Sunday, February 27, 2011

Shakespeare and anti-depression ads

http://www.bonkersinstitute.org/medshow/jackass.html

I can just hear my high school English teacher groaning at this ad for Cipramil, an anti-depressant that incorporates Shakespeare’s A Midsummer’s Dream into its ad. The man in the photo has the “head of an ass,” referencing the character of Tom Bottom from the play. “He got lost and fell asleep in the woods. Now he has the head of an ass and the queen of the fairies wants to marry him. The last thing he needs is more complications,” the ad states. Honestly, it took reading this a few times to understand what this was trying to say; probably because I’m too familiar with the Shakespeare play and was trying to figure out why, out of all the characters to pick from, they chose Bottom, who is possibly one of the least depressed and depressing characters from Shakespeare.

My offense at their lack of understanding towards English literature aside, the ad continues on: “Do you dream of an uncomplicated antidepressant? Chances are you're dreaming of Cipramil. It's effective, well tolerated and associated with a low risk of drug interactions. In other words, Cipramil helps to make treating depression or panic disorder less of a performance.” Oy, theater puns. Like Cipramil’s slogan, “Anti-depression not anti-patient,” this drug appeals to the simplicity of this treatment and the belief that it will not cause troubling side effects like other medications can (though reading about it on Wikipedia, it didn’t sound that much safer). The creators of this ad seem to present that curing depression is just s simple as taking a pill, and that all the drama the depressed victim is suffering now will be as gone as instantly as Bottom’s troubles at the end of Midsummer Night’s Dream. Troubling, considering that overcoming depression generally takes more than only medication. It’s interesting to me that the entire ad focuses on depression treatment, until the little blurb where panic disorder is added into the treatment options for Cipramil, as if panic disorder and depression were one and the same. In fact, using the man with the donkey head seems to reference anxiety more than depression, so it’s a bit weird that it’s not more prominently mentioned.

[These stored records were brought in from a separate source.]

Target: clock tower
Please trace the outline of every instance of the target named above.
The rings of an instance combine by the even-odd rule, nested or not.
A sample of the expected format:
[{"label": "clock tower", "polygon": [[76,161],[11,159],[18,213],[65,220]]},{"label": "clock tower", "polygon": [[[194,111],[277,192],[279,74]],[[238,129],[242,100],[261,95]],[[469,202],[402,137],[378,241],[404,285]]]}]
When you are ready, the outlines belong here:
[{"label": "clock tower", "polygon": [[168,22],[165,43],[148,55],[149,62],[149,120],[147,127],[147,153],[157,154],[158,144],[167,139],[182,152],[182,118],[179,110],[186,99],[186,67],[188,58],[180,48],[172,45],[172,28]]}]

Of course, this ad makes a very basic assumption – that you will, in fact, know that the man with the donkey head refers to a play. This ad seems to be designed for a certain audience – one of a specific educational background, culture, and class. Yet I feel like the idea depression or anxiety has something to do with an ass-headed man could lead to some terrible miscommunications even among its target audience – or increase the stigma mental disorders have by associating a character in the midst of a freakish magical mishap with a depressed patient. Even understanding the reference doesn’t really help make much sense of this ad in my mind. It’s a rather strange strategy for trying to sell medication and makes me wonder how affective it was.